Jobs I would be terrible at
Hooker ✶ It would suck.
Cab Driver ✶ If I wanted to pick up strangers in the night…see, hooker.
Pharmacist ✶ One for you, two for me.
Gynecologist ✶ “Hello…hello..hello…echo…”
Military ✶ Unless I was In The Navy with some Macho Macho Men.
Taxidermist ✶ I used to stuff dead animals but I gave it up cold turkey.
Air Traffic Controller ✶ Looks like I picked the wrong week to stop sniffing glue.

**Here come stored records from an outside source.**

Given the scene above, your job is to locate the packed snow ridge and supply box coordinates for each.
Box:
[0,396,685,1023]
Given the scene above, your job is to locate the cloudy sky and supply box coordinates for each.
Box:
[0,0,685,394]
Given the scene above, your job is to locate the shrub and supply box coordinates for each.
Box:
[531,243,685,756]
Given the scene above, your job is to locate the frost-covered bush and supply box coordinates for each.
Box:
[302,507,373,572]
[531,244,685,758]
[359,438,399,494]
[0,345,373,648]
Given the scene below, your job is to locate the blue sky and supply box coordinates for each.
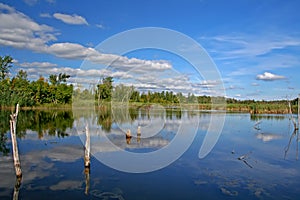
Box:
[0,0,300,100]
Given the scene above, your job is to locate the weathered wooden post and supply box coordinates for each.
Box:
[136,126,142,143]
[84,167,90,195]
[84,124,91,168]
[10,104,22,178]
[13,177,22,200]
[298,94,300,128]
[84,124,91,195]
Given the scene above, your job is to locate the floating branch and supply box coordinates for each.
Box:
[10,104,22,178]
[288,101,298,130]
[238,151,253,168]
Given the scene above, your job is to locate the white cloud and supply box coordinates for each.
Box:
[96,24,106,29]
[256,72,285,81]
[200,33,300,60]
[0,3,56,52]
[16,62,57,68]
[53,13,88,25]
[0,3,223,94]
[40,13,52,18]
[23,0,38,6]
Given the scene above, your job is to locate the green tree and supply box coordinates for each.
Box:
[0,56,13,80]
[95,77,113,102]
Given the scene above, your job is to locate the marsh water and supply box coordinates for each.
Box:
[0,108,300,200]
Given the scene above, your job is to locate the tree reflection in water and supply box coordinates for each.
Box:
[0,110,74,155]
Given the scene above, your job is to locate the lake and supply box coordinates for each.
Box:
[0,107,300,200]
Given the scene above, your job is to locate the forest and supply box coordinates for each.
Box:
[0,56,298,114]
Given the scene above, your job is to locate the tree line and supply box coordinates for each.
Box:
[0,56,73,107]
[0,56,298,111]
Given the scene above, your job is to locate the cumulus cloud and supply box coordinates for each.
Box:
[40,13,52,18]
[15,62,57,68]
[0,3,56,51]
[53,13,88,25]
[256,72,285,81]
[0,3,172,73]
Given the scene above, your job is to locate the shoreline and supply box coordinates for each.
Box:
[0,102,298,115]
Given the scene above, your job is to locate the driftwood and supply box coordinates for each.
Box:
[84,125,91,168]
[10,104,22,178]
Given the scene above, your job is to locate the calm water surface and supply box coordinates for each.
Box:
[0,110,300,200]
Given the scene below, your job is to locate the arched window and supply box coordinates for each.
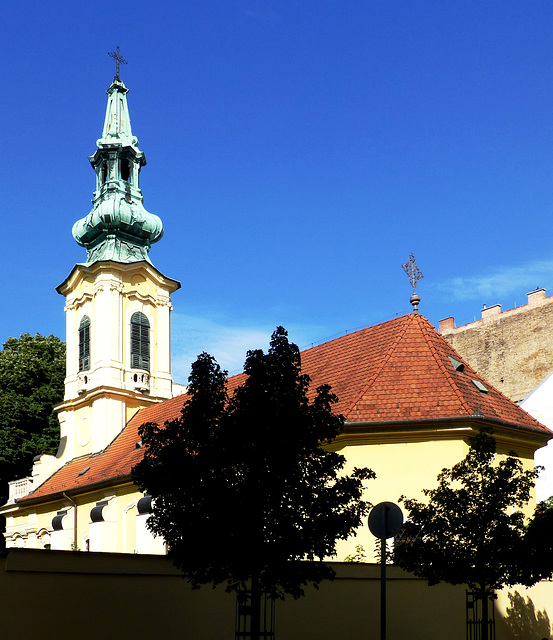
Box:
[79,316,90,371]
[131,311,150,371]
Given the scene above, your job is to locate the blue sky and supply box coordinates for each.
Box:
[0,0,553,381]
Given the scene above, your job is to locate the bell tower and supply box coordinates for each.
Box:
[53,63,180,462]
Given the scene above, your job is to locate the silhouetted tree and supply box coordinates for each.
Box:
[521,496,553,585]
[133,327,374,637]
[394,429,536,640]
[0,333,65,496]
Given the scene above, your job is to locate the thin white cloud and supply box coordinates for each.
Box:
[430,260,553,304]
[172,312,321,384]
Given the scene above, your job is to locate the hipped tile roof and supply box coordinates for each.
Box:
[19,313,553,503]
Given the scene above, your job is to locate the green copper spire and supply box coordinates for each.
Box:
[73,74,163,265]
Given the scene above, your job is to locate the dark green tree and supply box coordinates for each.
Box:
[394,429,537,640]
[133,327,374,637]
[0,333,65,497]
[521,496,553,585]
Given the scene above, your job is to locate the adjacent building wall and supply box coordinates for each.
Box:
[440,289,553,402]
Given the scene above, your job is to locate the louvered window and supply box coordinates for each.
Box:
[131,311,150,371]
[79,316,90,371]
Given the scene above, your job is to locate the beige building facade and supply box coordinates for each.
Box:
[440,289,553,402]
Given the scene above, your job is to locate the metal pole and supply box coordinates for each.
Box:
[380,536,386,640]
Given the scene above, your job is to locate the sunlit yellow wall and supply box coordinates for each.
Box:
[6,483,165,553]
[0,549,553,640]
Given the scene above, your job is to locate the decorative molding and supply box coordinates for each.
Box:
[63,293,94,311]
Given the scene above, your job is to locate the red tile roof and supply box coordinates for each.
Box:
[19,313,553,502]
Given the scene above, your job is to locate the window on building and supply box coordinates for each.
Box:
[79,316,90,371]
[131,311,150,371]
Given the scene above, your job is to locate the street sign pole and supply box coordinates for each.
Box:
[369,502,403,640]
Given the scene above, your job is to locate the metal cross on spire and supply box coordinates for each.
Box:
[108,46,128,80]
[402,252,424,313]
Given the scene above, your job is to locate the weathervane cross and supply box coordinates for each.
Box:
[402,252,424,313]
[108,45,128,80]
[402,252,424,291]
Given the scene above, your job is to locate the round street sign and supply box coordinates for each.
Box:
[369,502,403,538]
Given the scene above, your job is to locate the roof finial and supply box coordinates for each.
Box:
[402,252,424,313]
[108,45,128,80]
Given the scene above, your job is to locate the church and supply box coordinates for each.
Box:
[0,71,553,559]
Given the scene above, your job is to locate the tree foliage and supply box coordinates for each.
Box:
[394,429,536,597]
[0,333,65,495]
[521,496,553,585]
[133,327,374,597]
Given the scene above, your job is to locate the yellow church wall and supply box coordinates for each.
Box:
[333,429,535,561]
[0,549,553,640]
[6,480,165,554]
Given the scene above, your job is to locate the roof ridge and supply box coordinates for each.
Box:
[344,314,413,416]
[421,316,471,415]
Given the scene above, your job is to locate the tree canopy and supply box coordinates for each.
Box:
[520,496,553,585]
[0,333,65,495]
[133,327,374,597]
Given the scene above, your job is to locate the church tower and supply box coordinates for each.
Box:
[57,65,180,463]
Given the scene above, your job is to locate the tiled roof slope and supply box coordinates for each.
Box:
[20,313,551,502]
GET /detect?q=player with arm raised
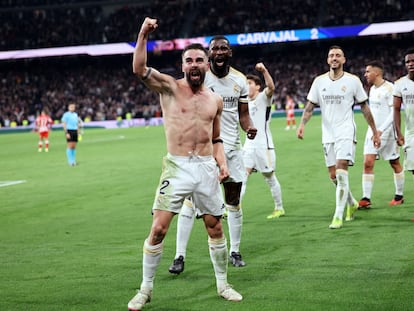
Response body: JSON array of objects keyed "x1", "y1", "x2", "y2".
[
  {"x1": 128, "y1": 17, "x2": 242, "y2": 311},
  {"x1": 168, "y1": 36, "x2": 257, "y2": 274},
  {"x1": 241, "y1": 63, "x2": 285, "y2": 219}
]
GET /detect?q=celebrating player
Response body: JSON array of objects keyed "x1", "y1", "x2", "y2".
[{"x1": 35, "y1": 108, "x2": 53, "y2": 152}]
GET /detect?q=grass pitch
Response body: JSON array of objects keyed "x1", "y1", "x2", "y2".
[{"x1": 0, "y1": 115, "x2": 414, "y2": 311}]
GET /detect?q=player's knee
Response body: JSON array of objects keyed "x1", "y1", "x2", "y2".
[
  {"x1": 149, "y1": 224, "x2": 168, "y2": 245},
  {"x1": 226, "y1": 204, "x2": 241, "y2": 212}
]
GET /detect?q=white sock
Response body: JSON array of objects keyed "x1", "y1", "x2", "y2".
[
  {"x1": 264, "y1": 173, "x2": 283, "y2": 210},
  {"x1": 141, "y1": 239, "x2": 163, "y2": 289},
  {"x1": 208, "y1": 236, "x2": 229, "y2": 291},
  {"x1": 335, "y1": 169, "x2": 349, "y2": 219},
  {"x1": 394, "y1": 171, "x2": 405, "y2": 196},
  {"x1": 362, "y1": 174, "x2": 375, "y2": 199},
  {"x1": 331, "y1": 178, "x2": 356, "y2": 205},
  {"x1": 226, "y1": 204, "x2": 243, "y2": 254},
  {"x1": 175, "y1": 199, "x2": 195, "y2": 258},
  {"x1": 240, "y1": 180, "x2": 247, "y2": 202}
]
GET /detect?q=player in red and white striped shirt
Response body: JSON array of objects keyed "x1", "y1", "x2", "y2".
[{"x1": 36, "y1": 109, "x2": 53, "y2": 152}]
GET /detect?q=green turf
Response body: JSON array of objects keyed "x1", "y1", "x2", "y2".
[{"x1": 0, "y1": 115, "x2": 414, "y2": 311}]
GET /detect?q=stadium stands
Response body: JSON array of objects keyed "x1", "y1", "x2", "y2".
[{"x1": 0, "y1": 0, "x2": 413, "y2": 126}]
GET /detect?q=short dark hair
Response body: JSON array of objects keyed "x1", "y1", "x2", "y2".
[
  {"x1": 246, "y1": 74, "x2": 262, "y2": 86},
  {"x1": 328, "y1": 45, "x2": 345, "y2": 56},
  {"x1": 367, "y1": 60, "x2": 384, "y2": 71},
  {"x1": 208, "y1": 35, "x2": 230, "y2": 45},
  {"x1": 181, "y1": 43, "x2": 208, "y2": 56}
]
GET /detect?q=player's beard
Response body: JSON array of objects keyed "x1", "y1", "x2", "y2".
[
  {"x1": 185, "y1": 69, "x2": 206, "y2": 87},
  {"x1": 210, "y1": 57, "x2": 230, "y2": 77}
]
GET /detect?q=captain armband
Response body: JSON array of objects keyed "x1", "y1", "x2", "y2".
[{"x1": 141, "y1": 67, "x2": 152, "y2": 81}]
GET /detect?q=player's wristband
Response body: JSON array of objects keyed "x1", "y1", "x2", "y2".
[{"x1": 141, "y1": 67, "x2": 152, "y2": 81}]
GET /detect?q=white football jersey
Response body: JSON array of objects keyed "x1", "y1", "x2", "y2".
[
  {"x1": 244, "y1": 91, "x2": 274, "y2": 149},
  {"x1": 394, "y1": 76, "x2": 414, "y2": 137},
  {"x1": 307, "y1": 72, "x2": 368, "y2": 144},
  {"x1": 204, "y1": 67, "x2": 248, "y2": 150},
  {"x1": 368, "y1": 81, "x2": 394, "y2": 139}
]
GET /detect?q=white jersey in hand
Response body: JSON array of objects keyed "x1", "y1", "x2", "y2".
[
  {"x1": 243, "y1": 91, "x2": 274, "y2": 149},
  {"x1": 307, "y1": 72, "x2": 368, "y2": 144},
  {"x1": 394, "y1": 76, "x2": 414, "y2": 137},
  {"x1": 204, "y1": 67, "x2": 248, "y2": 150}
]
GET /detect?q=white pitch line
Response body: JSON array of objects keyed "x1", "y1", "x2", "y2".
[
  {"x1": 0, "y1": 180, "x2": 26, "y2": 187},
  {"x1": 78, "y1": 135, "x2": 125, "y2": 144}
]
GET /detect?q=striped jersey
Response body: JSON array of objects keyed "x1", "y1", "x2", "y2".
[
  {"x1": 307, "y1": 72, "x2": 368, "y2": 144},
  {"x1": 368, "y1": 80, "x2": 394, "y2": 139},
  {"x1": 244, "y1": 91, "x2": 274, "y2": 149},
  {"x1": 394, "y1": 75, "x2": 414, "y2": 137}
]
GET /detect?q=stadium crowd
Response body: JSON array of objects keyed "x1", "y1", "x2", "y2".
[
  {"x1": 0, "y1": 0, "x2": 412, "y2": 126},
  {"x1": 0, "y1": 0, "x2": 414, "y2": 50}
]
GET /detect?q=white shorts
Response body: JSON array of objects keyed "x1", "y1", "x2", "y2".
[
  {"x1": 364, "y1": 134, "x2": 400, "y2": 161},
  {"x1": 323, "y1": 139, "x2": 356, "y2": 167},
  {"x1": 243, "y1": 148, "x2": 276, "y2": 173},
  {"x1": 225, "y1": 150, "x2": 247, "y2": 184},
  {"x1": 152, "y1": 154, "x2": 224, "y2": 216},
  {"x1": 403, "y1": 137, "x2": 414, "y2": 171}
]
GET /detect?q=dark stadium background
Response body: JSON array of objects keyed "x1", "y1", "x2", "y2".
[{"x1": 0, "y1": 0, "x2": 414, "y2": 127}]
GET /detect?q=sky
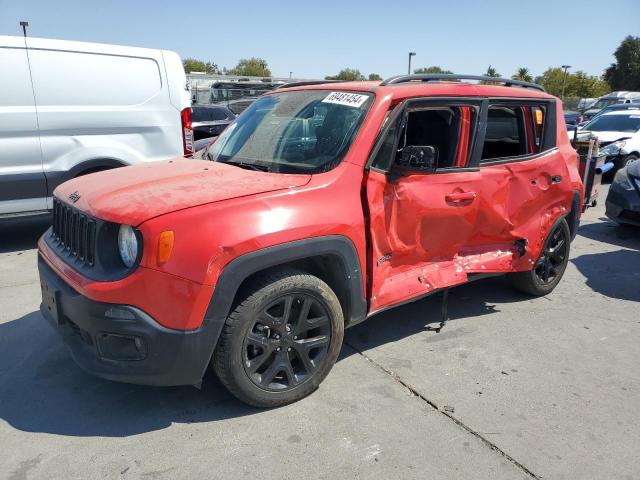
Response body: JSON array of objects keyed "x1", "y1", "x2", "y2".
[{"x1": 0, "y1": 0, "x2": 640, "y2": 78}]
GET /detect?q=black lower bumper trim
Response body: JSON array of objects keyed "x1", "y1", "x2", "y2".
[
  {"x1": 38, "y1": 257, "x2": 220, "y2": 386},
  {"x1": 605, "y1": 183, "x2": 640, "y2": 226}
]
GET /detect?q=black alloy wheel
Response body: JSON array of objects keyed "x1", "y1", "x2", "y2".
[
  {"x1": 534, "y1": 225, "x2": 569, "y2": 285},
  {"x1": 243, "y1": 293, "x2": 331, "y2": 391},
  {"x1": 508, "y1": 218, "x2": 571, "y2": 296},
  {"x1": 211, "y1": 267, "x2": 344, "y2": 408}
]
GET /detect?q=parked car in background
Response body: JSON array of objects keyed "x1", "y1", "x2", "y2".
[
  {"x1": 193, "y1": 137, "x2": 218, "y2": 153},
  {"x1": 210, "y1": 79, "x2": 284, "y2": 115},
  {"x1": 584, "y1": 91, "x2": 640, "y2": 120},
  {"x1": 0, "y1": 36, "x2": 193, "y2": 217},
  {"x1": 606, "y1": 160, "x2": 640, "y2": 227},
  {"x1": 576, "y1": 98, "x2": 598, "y2": 112},
  {"x1": 191, "y1": 105, "x2": 236, "y2": 141},
  {"x1": 591, "y1": 100, "x2": 640, "y2": 120},
  {"x1": 38, "y1": 75, "x2": 584, "y2": 407},
  {"x1": 578, "y1": 110, "x2": 640, "y2": 170},
  {"x1": 564, "y1": 110, "x2": 582, "y2": 130}
]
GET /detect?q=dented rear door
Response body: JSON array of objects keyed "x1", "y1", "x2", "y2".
[{"x1": 365, "y1": 99, "x2": 482, "y2": 311}]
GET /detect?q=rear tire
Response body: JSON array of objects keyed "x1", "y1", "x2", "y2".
[
  {"x1": 508, "y1": 218, "x2": 571, "y2": 297},
  {"x1": 212, "y1": 269, "x2": 344, "y2": 408}
]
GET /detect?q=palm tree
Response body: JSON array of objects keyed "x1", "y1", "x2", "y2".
[
  {"x1": 480, "y1": 65, "x2": 500, "y2": 85},
  {"x1": 485, "y1": 65, "x2": 500, "y2": 77},
  {"x1": 511, "y1": 67, "x2": 533, "y2": 82}
]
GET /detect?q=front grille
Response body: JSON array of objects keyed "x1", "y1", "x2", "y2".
[{"x1": 51, "y1": 198, "x2": 96, "y2": 267}]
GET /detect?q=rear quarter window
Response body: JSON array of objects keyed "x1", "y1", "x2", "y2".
[{"x1": 29, "y1": 49, "x2": 162, "y2": 106}]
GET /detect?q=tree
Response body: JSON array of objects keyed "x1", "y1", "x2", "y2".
[
  {"x1": 227, "y1": 57, "x2": 271, "y2": 77},
  {"x1": 324, "y1": 68, "x2": 365, "y2": 81},
  {"x1": 511, "y1": 67, "x2": 533, "y2": 82},
  {"x1": 182, "y1": 58, "x2": 220, "y2": 75},
  {"x1": 536, "y1": 67, "x2": 610, "y2": 98},
  {"x1": 484, "y1": 65, "x2": 500, "y2": 78},
  {"x1": 604, "y1": 35, "x2": 640, "y2": 91},
  {"x1": 480, "y1": 65, "x2": 500, "y2": 85},
  {"x1": 413, "y1": 65, "x2": 453, "y2": 74}
]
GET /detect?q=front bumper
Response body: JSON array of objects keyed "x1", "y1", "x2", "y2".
[
  {"x1": 38, "y1": 256, "x2": 220, "y2": 386},
  {"x1": 605, "y1": 183, "x2": 640, "y2": 226}
]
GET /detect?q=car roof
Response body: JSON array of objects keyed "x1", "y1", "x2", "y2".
[
  {"x1": 601, "y1": 110, "x2": 640, "y2": 117},
  {"x1": 267, "y1": 81, "x2": 555, "y2": 100}
]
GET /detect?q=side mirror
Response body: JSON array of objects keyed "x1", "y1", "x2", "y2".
[{"x1": 397, "y1": 145, "x2": 438, "y2": 173}]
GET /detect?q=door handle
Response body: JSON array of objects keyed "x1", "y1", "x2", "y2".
[{"x1": 444, "y1": 192, "x2": 478, "y2": 203}]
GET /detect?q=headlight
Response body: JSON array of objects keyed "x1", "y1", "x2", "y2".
[
  {"x1": 601, "y1": 140, "x2": 627, "y2": 156},
  {"x1": 613, "y1": 168, "x2": 633, "y2": 190},
  {"x1": 118, "y1": 225, "x2": 139, "y2": 268}
]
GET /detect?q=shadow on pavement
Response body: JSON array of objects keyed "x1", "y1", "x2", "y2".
[
  {"x1": 0, "y1": 312, "x2": 260, "y2": 437},
  {"x1": 0, "y1": 235, "x2": 640, "y2": 437},
  {"x1": 0, "y1": 278, "x2": 525, "y2": 437},
  {"x1": 571, "y1": 250, "x2": 640, "y2": 302},
  {"x1": 578, "y1": 218, "x2": 640, "y2": 250},
  {"x1": 0, "y1": 215, "x2": 51, "y2": 253},
  {"x1": 345, "y1": 277, "x2": 531, "y2": 351}
]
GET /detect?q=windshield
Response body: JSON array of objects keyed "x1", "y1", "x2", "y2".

Accountant ✶ Dear Algebra, stop asking us to find your X. She’s not coming back. We don’t know Y.
Jobs I would be great at
Phone Sex Operator ✶ Then I could just phone it in.
Pro Golfer ✶ I drain my best shots on the nineteenth hole.
Cruise Ship Director ✶ Julie would be jealous.
Illustrator ✶ I’m headed back to the drawing board.
NASCAR Driver ✶ I draft with cars on the way for groceries.
First Lady ✶ Does it matter you can play checkers with my past?
Greeting Card Creator ✶ Sarcasm folded and delivered in an envelope.
Sangria Swiller ✶ Seriously, will somebody pay me for this!